Do Jornal do Commercio
“Tudo acaba mas o que te escrevo continua.” O trecho do
último capítulo do livro Água Viva, de Clarice Lispector, está gravado em uma
placa afixada ao sobrado de número 387 da Praça Maciel Pinheiro, na Boa Vista,
Centro do Recife. Foi na graciosa casa rosada de janelas amplas que Clarice
viveu parte de sua infância na capital pernambucana. E, se os primorosos
contos, romances e ensaios deixados por ela permanecem inalterados com o passar
do tempo, o mesmo não se pode dizer do espaço que, por anos, abrigou uma das
escritoras mais importantes do século 20. Assim como a pintura desbotada, as
memórias de Clarice na antiga casa vão se apagando. O que resta são os pedaços
do que um dia foi.
Desocupada desde 2010, quando se começou a cogitar a criação
de um memorial em homenagem às irmãs Lispector, a casa já foi alvo de várias
ações de depredação. As paredes do imóvel, de propriedade da Santa Casa de
Misericórdia, ostentam pichações. Portas e janelas foram arrancadas por
vândalos. A escada que levava ao sótão, mencionado em algumas obras de Clarice,
também foi destruída. “Tivemos que lacrar as portas porque a casa era
constantemente invadida e depredada”, explica Rilane Dueire, superintendente jurídica
da Santa Casa.
A proposta de transformar a casa em memorial e espaço cultural
partiu da sobrinha neta de Clarice, a cineasta Nicole Algranti, mas esbarrou na
falta de recursos. Com o projeto orçado em cerca de R$ 2 milhões, e sem nenhum
financiador, a cineasta desistiu da iniciativa.
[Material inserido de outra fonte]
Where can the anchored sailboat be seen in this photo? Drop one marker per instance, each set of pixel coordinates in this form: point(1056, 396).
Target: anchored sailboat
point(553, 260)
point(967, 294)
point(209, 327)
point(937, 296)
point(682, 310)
De acordo com a Santa Casa, até o final de junho será concluída a
elaboração do projeto arquitetônico de restauro do imóvel. O próximo passo é
conseguir verba junto à Fundação do Patrimônio Histórico e Artístico de Pernambuco
para custear a restauração da casa, considerada um bem cultural. Já o memorial
ainda está distante de se tornar uma realidade. “O nosso sonho era dar esse
presente ao Recife. É inadmissível que a memória de uma escritora tão grandiosa
como Clarice se acabe desse jeito”, afirma Rilane Dueire.